Die Straße Am Gebrannten ist -unabhängig vom Aspekt der Namensfindung- untrennbar verbunden mit der Geschichte der Familie Oberste-Beulmann. Im Zuge der bereits beschriebenen Markenteilung erhielt der Hof Oberste-Beulmann an der Düsterstraße (heute Hausnr. 25) einen ca. 2,3 ha großen Teil der Stiepeler Mark auf dem Schrick.

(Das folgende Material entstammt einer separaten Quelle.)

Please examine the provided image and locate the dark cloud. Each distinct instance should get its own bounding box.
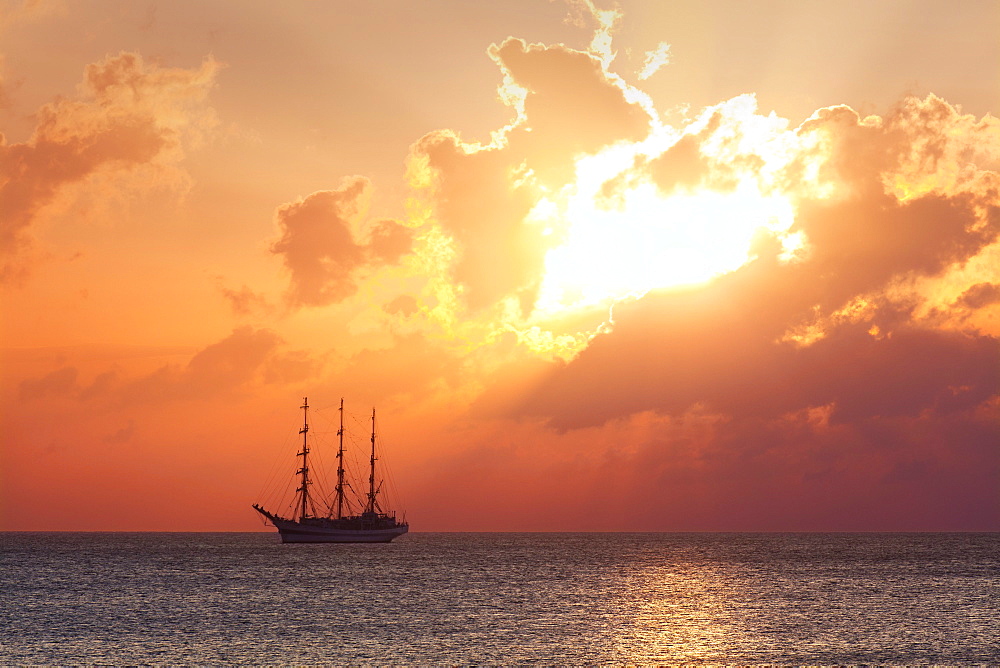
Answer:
[411,38,651,311]
[271,176,412,306]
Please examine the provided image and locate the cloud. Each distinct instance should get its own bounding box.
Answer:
[398,37,653,312]
[271,177,411,306]
[18,326,322,406]
[638,42,670,81]
[0,52,221,280]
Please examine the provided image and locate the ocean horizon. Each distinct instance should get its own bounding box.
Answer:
[0,531,1000,665]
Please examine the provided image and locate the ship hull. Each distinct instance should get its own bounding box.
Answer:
[275,521,409,543]
[253,504,410,543]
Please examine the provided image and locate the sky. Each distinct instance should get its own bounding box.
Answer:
[0,0,1000,531]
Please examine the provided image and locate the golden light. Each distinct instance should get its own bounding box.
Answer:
[530,154,797,314]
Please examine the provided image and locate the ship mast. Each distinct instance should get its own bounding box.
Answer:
[296,397,310,520]
[366,408,375,513]
[337,397,344,520]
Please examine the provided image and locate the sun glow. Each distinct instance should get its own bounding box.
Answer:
[533,164,794,314]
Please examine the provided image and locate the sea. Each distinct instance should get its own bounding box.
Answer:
[0,532,1000,665]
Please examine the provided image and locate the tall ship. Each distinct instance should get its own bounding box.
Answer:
[253,397,410,543]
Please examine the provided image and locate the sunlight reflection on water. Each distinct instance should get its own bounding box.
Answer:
[0,533,1000,664]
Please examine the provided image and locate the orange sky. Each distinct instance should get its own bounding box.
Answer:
[0,0,1000,531]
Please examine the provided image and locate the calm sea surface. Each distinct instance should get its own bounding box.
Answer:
[0,533,1000,664]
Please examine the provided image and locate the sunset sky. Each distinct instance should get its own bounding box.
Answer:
[0,0,1000,531]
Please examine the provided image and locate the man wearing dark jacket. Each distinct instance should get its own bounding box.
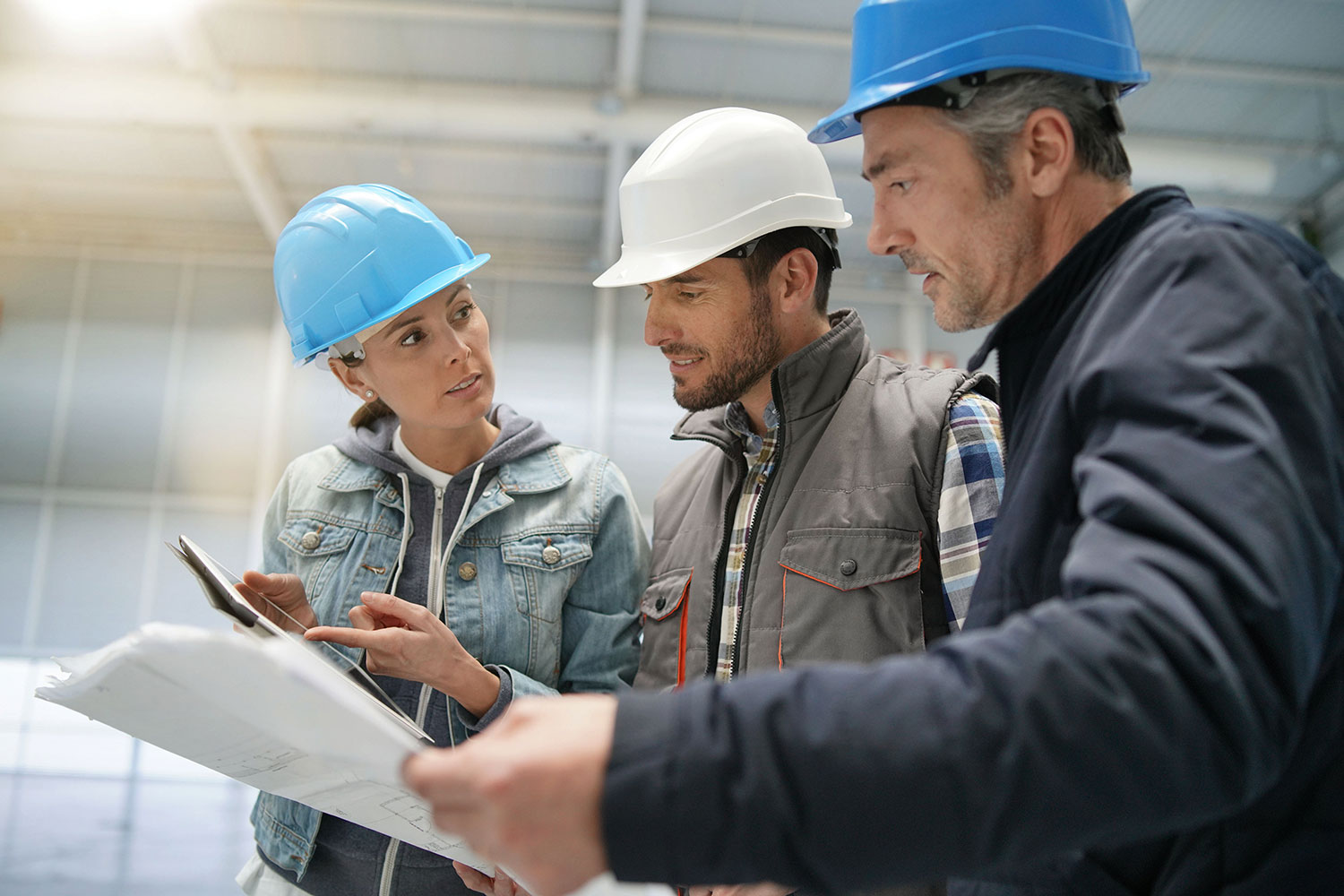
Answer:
[408,0,1344,896]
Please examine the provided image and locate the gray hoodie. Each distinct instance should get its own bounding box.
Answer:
[261,404,559,896]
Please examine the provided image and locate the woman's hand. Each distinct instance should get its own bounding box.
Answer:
[453,861,532,896]
[234,570,317,633]
[304,591,500,716]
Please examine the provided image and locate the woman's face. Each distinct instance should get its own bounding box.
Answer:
[332,282,495,434]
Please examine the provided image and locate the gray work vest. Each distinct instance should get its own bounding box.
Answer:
[634,310,996,688]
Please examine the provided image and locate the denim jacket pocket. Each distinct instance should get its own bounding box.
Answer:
[500,532,593,622]
[779,528,924,668]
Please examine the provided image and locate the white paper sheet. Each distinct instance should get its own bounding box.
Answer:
[37,624,492,872]
[37,622,674,896]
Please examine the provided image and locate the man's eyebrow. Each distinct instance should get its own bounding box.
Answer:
[640,271,709,289]
[859,151,910,183]
[383,314,425,336]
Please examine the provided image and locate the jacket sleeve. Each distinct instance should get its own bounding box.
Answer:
[459,458,650,731]
[604,219,1344,892]
[938,392,1004,633]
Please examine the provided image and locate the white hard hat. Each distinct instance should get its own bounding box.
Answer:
[593,108,852,286]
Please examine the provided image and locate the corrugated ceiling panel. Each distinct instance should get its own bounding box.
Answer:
[644,33,849,106]
[1134,0,1344,68]
[210,6,615,87]
[650,0,859,30]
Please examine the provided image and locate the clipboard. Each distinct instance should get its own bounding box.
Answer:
[164,535,435,747]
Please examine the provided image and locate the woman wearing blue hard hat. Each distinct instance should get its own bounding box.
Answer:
[238,184,648,895]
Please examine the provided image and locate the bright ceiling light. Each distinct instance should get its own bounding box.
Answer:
[20,0,209,30]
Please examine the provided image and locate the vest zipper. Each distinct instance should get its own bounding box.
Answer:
[378,487,446,896]
[704,452,747,676]
[706,371,784,678]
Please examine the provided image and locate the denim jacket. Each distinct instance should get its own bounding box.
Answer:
[252,444,650,877]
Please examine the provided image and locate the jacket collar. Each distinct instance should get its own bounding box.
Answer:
[672,309,873,447]
[967,186,1191,369]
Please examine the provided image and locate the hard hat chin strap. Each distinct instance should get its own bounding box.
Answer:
[719,227,840,270]
[327,336,365,361]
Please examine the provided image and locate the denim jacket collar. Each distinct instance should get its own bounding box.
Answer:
[319,446,572,516]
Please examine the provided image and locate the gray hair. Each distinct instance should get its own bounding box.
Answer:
[943,71,1131,196]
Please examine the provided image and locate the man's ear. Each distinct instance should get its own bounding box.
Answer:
[774,246,817,314]
[1018,106,1077,197]
[327,358,368,399]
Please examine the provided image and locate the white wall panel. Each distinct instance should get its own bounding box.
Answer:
[32,505,150,653]
[0,501,40,654]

Beginnend an der heutigen Hevener Straße (Hausnr. 35 – 39) zog sich dieses Stück Land nach Norden und entspricht genau den heute auf der östlichen Straßenseite des Gebrannten liegenden Grundstücken (heutige gerade Hausnummern 4 – 40). Das Grundstück ging bis zum Hof „Haarmann am Gebrannten“, der seine Zufahrt über das besagte Grundstück erhielt. Diese Zufahrt entsprach im Grunde der späteren Straße Am Gebrannten.
Vermutlich nach ihrer Hochzeit (1891) errichtete das Ehepaar Wilhelm (*1868) und Emilie (*1871) Oberste-Beulmann im Jahr 1893 auf dem beschriebenen Grundstück ein Haus, nachdem sie dieses Stück Land als Erbteil des Hofes an der Düsterstraße erhalten hatten. Dies war die spätere Hausnr. Haarholzer Straße 28, das Haus wurde vor einigen Jahren abgerissen und durch einen Neubau mit Eigentumswohnungen ersetzt. Nach früheren Verkäufen blieb bis zum Beginn des 20. Jahrhunderts rund die Hälfte des ursprünglichen Grundstücks im Besitz der Familie Oberste-Beulmann. In den 1930er Jahren wurde das Grundstück im Zuge einer weiteren Erbteilung unter fünf von neun Kindern des genannten Ehepaares aufgeteilt und weiter bebaut. Einige dieser Grundstücke sind nach wie vor im Familienbesitz.